Like I said, the white stuff makes me sneeze. I think I might be allergic.
The white stuff makes me sneeze.
At the ski resort, I’m the one dressed up in the colorful sweater, who’s really into the après ski. With a heavy emphasis on the après. I’m the first to cast a vote for hot cocoa with plenty of those teeny-tiny marshmallows. But I’m also going to be the one who doesn’t need the infusion of warmth because I haven’t been outside all day.
I fear I have a phobia.
When other children were out building snowmen, and pummeling each other with snowballs from behind ice-fortified front yard forts, I was usually inside with a book. Snow ice cream? Never interested. Frozen slushies made out of the stuff my Dad knocked off the bushes out back? Not a chance.
After all—what if the neighbor’s dog had been there before?
Oh, yes, I always did the Snow Dance of Joy with my sister and my friends when the school district cancelled our lessons because of inclement weather, but I just wasn’t too keen on the concept of playing tag in the drifts that surrounded my front porch.
I’ve always maintained that snow paints a pretty picture, as each flake falls from the sky. Mother Nature puts on some of her best shows in the dead of winter. I’m just not all that interested in coming into contact with those pretty particles of frozen precipitation.
I can trace my Snow Phobia to a couple of incidents from my wayward youth.
The afternoon I took the lead on a 3-person toboggan, and slid right into the back of a house comes to mind. And the morning I was waiting at the bus stop—let’s see, I must’ve been all of 7 or 8—and my neighbors Jimmy and Mitch started pelting the crowd of grade-schoolers with ice-hard projectiles. I took one for the team that day, right in the left temple.
My slippery relationship with snow continued into adulthood. In my 20s, I had the great fortune to score a trip to a posh South American ski resort. There I suffered a severe case of altitude sickness on the way up a precipitous lift, and wretched all over my cute ski bunny outfit, my equipment, my lift partner…you get the picture. I continued to lose my cookies all the way down the mountain with the ski patrol, and the bus on the way back to town had to stop every 15 minutes or so, in order to let me Call Ralph.
And now, as a Mom with kids at college, I continue to suffer. My girls both go to school in Northeastern Wisconsin. I dropped in for a visit about this time last year. The Badger State was, at that time, in the throes of the worst winter weather ever recorded. I think we saw snow six days out of the seven I was there.

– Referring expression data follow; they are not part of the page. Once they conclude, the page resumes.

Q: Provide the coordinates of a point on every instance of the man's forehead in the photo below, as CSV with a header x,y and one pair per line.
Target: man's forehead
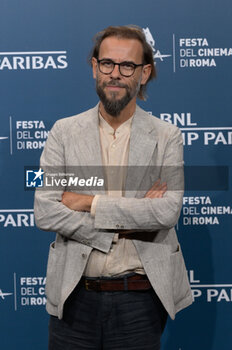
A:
x,y
121,48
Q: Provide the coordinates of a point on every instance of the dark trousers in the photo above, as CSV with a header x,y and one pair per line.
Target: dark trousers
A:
x,y
109,320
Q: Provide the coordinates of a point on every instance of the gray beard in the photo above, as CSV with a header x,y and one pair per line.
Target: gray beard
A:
x,y
114,106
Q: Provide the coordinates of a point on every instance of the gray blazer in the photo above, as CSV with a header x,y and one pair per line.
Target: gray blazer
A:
x,y
75,141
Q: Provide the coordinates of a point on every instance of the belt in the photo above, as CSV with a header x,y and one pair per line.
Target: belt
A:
x,y
135,282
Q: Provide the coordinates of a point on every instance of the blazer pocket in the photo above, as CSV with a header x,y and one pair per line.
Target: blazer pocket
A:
x,y
180,281
55,268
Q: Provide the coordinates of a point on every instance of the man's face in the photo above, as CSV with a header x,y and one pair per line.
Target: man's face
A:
x,y
114,90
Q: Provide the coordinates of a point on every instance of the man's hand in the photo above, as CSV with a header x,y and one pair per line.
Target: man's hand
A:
x,y
76,201
157,190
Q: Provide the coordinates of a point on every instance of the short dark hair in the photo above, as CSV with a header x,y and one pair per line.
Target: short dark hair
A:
x,y
127,32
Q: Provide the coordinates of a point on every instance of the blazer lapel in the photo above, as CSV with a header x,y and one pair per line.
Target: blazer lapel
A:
x,y
88,148
143,142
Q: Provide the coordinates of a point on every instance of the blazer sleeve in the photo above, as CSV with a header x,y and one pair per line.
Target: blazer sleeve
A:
x,y
52,215
147,213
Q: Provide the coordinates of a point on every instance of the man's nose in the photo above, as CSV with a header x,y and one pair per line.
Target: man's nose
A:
x,y
116,72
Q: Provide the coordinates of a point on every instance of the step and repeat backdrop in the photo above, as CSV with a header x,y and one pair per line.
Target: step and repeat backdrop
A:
x,y
44,76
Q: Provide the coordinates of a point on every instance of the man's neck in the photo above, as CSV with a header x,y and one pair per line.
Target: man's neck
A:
x,y
124,115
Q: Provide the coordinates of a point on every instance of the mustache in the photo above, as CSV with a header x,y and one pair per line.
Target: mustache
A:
x,y
115,83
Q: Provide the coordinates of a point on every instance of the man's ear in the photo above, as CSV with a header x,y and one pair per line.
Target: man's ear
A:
x,y
94,67
145,73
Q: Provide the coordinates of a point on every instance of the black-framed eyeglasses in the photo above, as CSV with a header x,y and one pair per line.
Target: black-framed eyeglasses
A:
x,y
126,69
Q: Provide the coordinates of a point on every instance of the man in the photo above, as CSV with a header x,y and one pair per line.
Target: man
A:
x,y
116,269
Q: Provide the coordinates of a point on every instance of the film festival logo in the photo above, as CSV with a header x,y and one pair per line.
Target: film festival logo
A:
x,y
156,53
3,295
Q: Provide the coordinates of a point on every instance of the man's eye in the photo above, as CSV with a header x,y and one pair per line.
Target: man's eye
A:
x,y
127,65
106,63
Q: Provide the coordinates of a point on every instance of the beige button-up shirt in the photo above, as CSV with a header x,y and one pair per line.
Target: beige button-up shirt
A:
x,y
122,257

I borrowed my daughter’s Honda Civic—we call it the “Midgetmobile”—one day. Of course, snow started coming down in great gobs while I was running errands. The plows were out in force, and had everything “scraped down to pavement,” as my Hubby likes to say, right away. Trouble was, the snow kept falling, and the drifts kept rising.
Let’s just say I had a lot of trouble parallel parking. The wheels on the little car spun and spurted and then, finally, stuck. We weren’t going anywhere fast. Two nice men—by the size of ’em, from hearty dairy farmer stock—happened along and offered to dislodge the car. I asked if I could help them push.
“No problems,” the younger man said. Then he and his partner picked up the Midgetmobile and lifted it back onto the pavement.
Like I said, the white stuff makes me sneeze. I think I might be allergic.
Comments
Yay for you, Veggie Mom...it's going to be fun week over here, I can tell already.
Enjoyed your stories.
(snow makes me sneeze, too. Must be why I live in California!)
Great post!
I happen to LOVE snow cause living in CA I rarely see it, feel it, smell it, adore it.
Loved that fear I have a phobia line. Can you fear phobias ya think?